The Mayan civilization reached its peak between 250 and 900AD and was fascinated by mathematics, astronomy, and the cycles of time.
Its Long Count calendar began in 3114BC and moves forward in 394-year periods known as Baktuns. The winter solstice in 2012 marks the completion of the 13th Baktun, a date of particular significance that reflects celestial alignments recognized by modern astronomers.
The notion that the world will end is largely an idea spread by thousands of doomsday bloggers - a concept that gained further traction after the release of the Hollywood blockbuster film 2012. Archaeologists and Maya experts say the prophecy foretells a powerful god's return to earth and the beginning of a new era.
Many experts similarly predict the metaphorical end of an era, not the end of the world.
Nonetheless, tourism officials hope to capitalize on the international buzz.
The Maya cosmology has sparked the interest of tourists and students of the matter worldwide, something that will be an important element of tourist promotion, the tourism office said Wednesday.
Several cities began promotional schemes this week.

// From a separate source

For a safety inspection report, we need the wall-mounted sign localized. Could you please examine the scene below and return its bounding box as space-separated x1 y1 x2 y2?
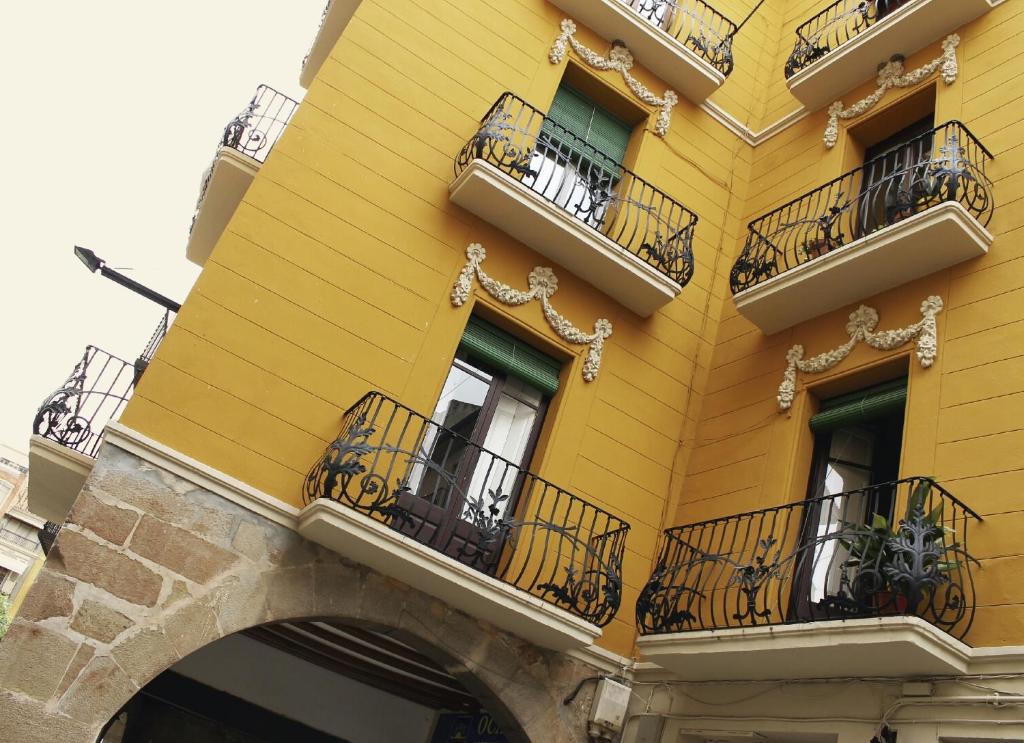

The city of Tapachula on the Guatemalan border unveiled an eight-foot digital clock in its main park to begin the countdown exactly a year before the date. In the nearby archaeological site of Izapa, Maya priests burned incense, chanted and offered prayers.
On the Caribbean coast between Cancun and Playa del Carmen, residents and tourists alike placed messages and photos in a time capsule to be buried for 50 years.
The National Institute of Anthropology and History will open three additional ruins to tourists this year, though they say Mayan thinking has been misinterpreted and the year simply marks the end of a cycle.
Mexican President Felipe Calderon announced recently that there would be nearly 500 Maya-themed events throughout the year in southern Mexico, including workshops, music, and dance festivals.
In an average year, the whole of Mexico gets only 22 million tourists. Visitor numbers in 2012 are expected to be astronomical.